When Shepherd Neame picked up the annual Coutts Prize for Family Business earlier this month, it was the culmination of over 300 years of history that has tied one family to one industry and one town, writes Marc Smith.
The family-controlled company is the UK's oldest brewer and traces its roots back to the early 1700s when the Shepherd family took over the running of a site in the town of Faversham that has been brewing beer since 1570. Ownership passed over to the Neames in 1876 when the Shepherds sold them their share; it has since gone through five generations of the Neame family.
He should be basking in the glory of the award, but the current CEO, 46-year-old Jonathan Neame, is keen to vent his frustration about how his business and the industry as a whole are being treated. "We are a manufacturing business in a part of the country that has almost zero manufacturing left, we provide the biggest source of employment in the town and we have a very conservative balance sheet.
"We're doing everything that the economy needs and should be encouraged not crucified as the last government did. Of our £110 million turnover, we pay about one third in tax, mainly through excise duty, which is outrageous isn't it?" he asks.
The fifth-generation CEO is suitably exercised because, as he says, such an environment forces the company to constantly drive for efficiencies. This is something, however, that generations of Neames have got used to and a dedication to continually evolving has helped the business to stand tall as the brewing industry has contracted at an alarming speed.
Shepherd Neame is one of fewer than 40 family-controlled breweries remaining throughout the UK and is the sole survivor in its home county of Kent, which counted 60 similar brewers a century ago.
"We took the view that unless we modernised our business and made it very relevant for today's consumer then we would just follow the path of many others and fall by the wayside," says Jonathan.
"Consumer fashions have become materially more competitive in the last 20 years. Everybody is promiscuous in terms of his or her product, outlet and lifestyle choices. We have to fight for every pound that comes up. We're in a fast-moving consumer market so we have to be modern and relevant.

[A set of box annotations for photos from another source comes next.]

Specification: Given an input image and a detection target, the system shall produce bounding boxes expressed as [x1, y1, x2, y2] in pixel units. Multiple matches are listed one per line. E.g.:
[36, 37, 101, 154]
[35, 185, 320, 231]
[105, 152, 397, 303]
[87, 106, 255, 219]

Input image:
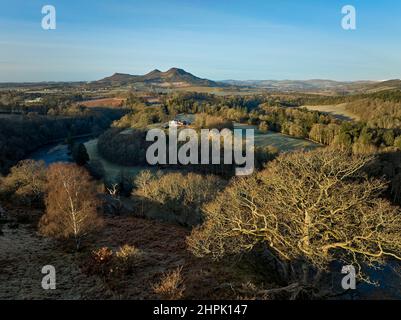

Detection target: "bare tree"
[39, 163, 102, 250]
[188, 149, 401, 292]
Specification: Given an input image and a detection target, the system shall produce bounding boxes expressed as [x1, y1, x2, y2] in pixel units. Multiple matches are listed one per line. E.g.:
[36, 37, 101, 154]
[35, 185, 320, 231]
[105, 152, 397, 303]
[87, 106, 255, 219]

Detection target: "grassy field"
[235, 123, 320, 152]
[80, 98, 125, 108]
[302, 103, 360, 121]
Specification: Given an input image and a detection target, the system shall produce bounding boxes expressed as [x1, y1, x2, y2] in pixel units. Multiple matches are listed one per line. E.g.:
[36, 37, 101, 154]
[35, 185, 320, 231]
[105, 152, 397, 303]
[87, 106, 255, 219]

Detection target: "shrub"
[153, 267, 185, 300]
[133, 170, 225, 226]
[116, 244, 142, 273]
[39, 163, 103, 250]
[2, 160, 46, 206]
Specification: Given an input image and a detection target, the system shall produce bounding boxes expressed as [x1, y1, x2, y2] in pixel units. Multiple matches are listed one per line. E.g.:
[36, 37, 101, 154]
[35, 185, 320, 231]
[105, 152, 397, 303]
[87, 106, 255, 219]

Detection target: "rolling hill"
[92, 68, 220, 88]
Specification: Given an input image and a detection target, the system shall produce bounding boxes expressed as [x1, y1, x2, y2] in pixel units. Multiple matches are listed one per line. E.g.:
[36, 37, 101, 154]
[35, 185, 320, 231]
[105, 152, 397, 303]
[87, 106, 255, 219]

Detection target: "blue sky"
[0, 0, 401, 82]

Today, Shepherd Neame is the UK's greenest brewer, has a turnover of £110 million, brews lager under licence and exports to more than 20 countries. Fundamental to the family's business philosophy is taking a long-term, counter-cyclical view.
"Our guiding light has always been to maintain a balance of investment in our business – we believe in both brewing and owning pubs despite the recent trend to ditch producing beer for the retail benefit of owning a pub. But we believe owning both gives us an edge when part of the business is having a hard time, which pubs are definitely having today," he says.

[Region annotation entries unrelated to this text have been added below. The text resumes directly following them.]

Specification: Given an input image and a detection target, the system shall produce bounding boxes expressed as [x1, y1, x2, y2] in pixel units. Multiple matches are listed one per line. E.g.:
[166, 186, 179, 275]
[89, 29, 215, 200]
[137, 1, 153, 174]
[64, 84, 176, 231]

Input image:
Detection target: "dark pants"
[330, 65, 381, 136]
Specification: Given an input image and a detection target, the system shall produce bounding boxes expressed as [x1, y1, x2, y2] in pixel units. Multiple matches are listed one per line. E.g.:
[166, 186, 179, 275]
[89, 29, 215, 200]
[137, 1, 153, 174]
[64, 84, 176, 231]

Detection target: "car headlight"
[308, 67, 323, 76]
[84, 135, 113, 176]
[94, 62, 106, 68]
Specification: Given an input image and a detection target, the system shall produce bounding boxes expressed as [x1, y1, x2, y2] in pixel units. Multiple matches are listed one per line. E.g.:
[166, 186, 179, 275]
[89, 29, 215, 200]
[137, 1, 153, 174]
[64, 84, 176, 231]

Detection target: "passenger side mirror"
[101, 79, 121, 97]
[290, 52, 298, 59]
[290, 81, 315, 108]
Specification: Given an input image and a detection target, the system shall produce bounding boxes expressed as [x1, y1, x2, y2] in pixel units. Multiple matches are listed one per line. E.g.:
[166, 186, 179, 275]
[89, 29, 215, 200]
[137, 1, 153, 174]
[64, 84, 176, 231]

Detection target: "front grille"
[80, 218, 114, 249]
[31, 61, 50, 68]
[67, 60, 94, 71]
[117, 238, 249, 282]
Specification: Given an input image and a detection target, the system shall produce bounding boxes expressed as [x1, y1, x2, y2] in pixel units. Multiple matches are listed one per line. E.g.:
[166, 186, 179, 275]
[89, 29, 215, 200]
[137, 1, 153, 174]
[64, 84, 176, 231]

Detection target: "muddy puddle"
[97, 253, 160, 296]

Crucially, the business has not forgotten its family business roots in its effort to modernise. There are 10 family members still working in the business in a variety of roles from Jonathan's father Robert, the company's first president, downwards.
It has a flourishing next generation programme and Jonathan predicts that more family members will want to come and work for the family business. "Hops are very much in our DNA. They are all about East Kent, about the style of our product and about my family," he says.